Niestety musieli się pożegnać,nie było już czasu na dłuższą rozmowę,Michał chciał jak najszybciej jechać do synka,a paulina musiała wracać do sądu.Kiedy wychodziła chwilę po nim ze swojego pokoju napotkała pytające,a zarazem dosć wymowne spojrzenie Joanny.
- O co ci chodzi bo mam bardzo mało czasu? - spytał prosto z mostu choć domyślała się co kryje się pod tą miną koleżanki.
- Paulina dlaczego ja nic nie wiedziałam o tym facecie,takie ciacho - mimo tego,że bardzo kochała Ryśka i nie zamieniłaby go na żadnego innego faceta nie potrafiła ukryć,że Michał zrobił na niej ogromne wrażenie.
 - Hola,hola moja pani bo wszystko powiem Ryśkowi,a tak w ogóle z owym panem,który cię tak oczarował łączy mnie jedynie przyjaźń,nie sypiamy ze sobą jeśli to właśnie chciałaś wiedzieć - wiedziała doskonale,że Joanna najchętniej włożyłaby jej już obrączkę na palec i uznała Michała za jej męża.To nie było absolutnie wścibstwo,wa jedynie troska i sympatia koleżanki,która chciała tak jak wszyscy jej znajomi żeby poznała wreszcie kogoś wartościowego,Michał wydawał się doskonałym kandydatem.
- Chyba powinnas powiedzieć,że jeszcze nie sypiacie,ale z pewnością będziecie,to wisi w powietrzu - osądziła sprawę Joanna z miną doświadczonej życiowo kobiety.

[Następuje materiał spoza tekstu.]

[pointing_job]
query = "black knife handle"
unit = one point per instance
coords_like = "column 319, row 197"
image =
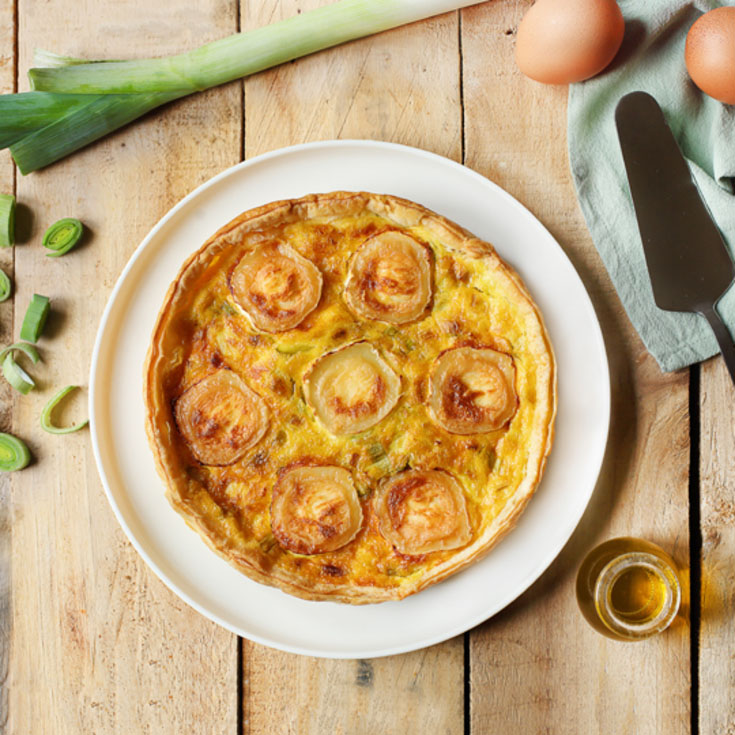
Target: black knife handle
column 722, row 333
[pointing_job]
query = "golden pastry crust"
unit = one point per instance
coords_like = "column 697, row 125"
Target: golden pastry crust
column 477, row 301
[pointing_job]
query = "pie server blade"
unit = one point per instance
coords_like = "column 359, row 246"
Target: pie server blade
column 688, row 262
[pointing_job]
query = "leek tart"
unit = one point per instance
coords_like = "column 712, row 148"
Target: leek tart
column 348, row 396
column 351, row 389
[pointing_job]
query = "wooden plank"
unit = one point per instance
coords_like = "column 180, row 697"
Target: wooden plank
column 7, row 186
column 99, row 645
column 717, row 479
column 389, row 88
column 538, row 667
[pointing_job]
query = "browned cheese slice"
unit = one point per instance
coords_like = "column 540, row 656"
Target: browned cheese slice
column 276, row 286
column 221, row 418
column 421, row 511
column 351, row 389
column 315, row 509
column 472, row 391
column 389, row 279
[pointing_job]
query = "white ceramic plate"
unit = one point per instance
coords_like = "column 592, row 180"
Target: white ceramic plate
column 263, row 614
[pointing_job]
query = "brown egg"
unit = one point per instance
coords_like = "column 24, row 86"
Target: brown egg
column 710, row 54
column 564, row 41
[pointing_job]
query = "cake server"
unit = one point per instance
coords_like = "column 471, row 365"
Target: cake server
column 688, row 262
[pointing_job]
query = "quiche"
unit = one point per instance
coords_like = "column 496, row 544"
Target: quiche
column 348, row 396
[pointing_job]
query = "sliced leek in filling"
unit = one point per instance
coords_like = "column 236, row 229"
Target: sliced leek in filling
column 276, row 287
column 472, row 391
column 389, row 279
column 315, row 509
column 221, row 418
column 420, row 511
column 351, row 389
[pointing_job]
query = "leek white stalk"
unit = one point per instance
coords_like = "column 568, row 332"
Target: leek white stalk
column 76, row 102
column 242, row 54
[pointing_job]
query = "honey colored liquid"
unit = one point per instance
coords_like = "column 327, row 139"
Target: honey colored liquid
column 627, row 589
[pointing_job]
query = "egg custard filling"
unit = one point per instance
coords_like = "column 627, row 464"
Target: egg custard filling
column 348, row 396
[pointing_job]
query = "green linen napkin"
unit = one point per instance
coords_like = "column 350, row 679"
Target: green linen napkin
column 652, row 59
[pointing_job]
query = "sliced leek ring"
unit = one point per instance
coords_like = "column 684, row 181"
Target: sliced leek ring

- Aska ja cię zabiję,ale to innym razem bo muszę już naprawdę lecieć,keśli się spóźnię to mnie zabiją.Cześć - zawołąła i wybiegła z pokoju biegąc w stronę wyjścia z budynku,zostało jej jeszcze tylko kilka minut do końca przerwy.
Do domu wróciła późnym wieczorem zmęczona,ale i zadowolona z siebie.tego wieczoru rozmawiała bardzo długo z Iza,w końcu przyjaciółka zażartowała,że braknie paulinie pensji na płacenie rachunków telefonicznym jeśli takie rozmowy wejdą im w nawyk.
Spać poszła w znakomitym humorze i kolejną noc spała bardzo dobrze.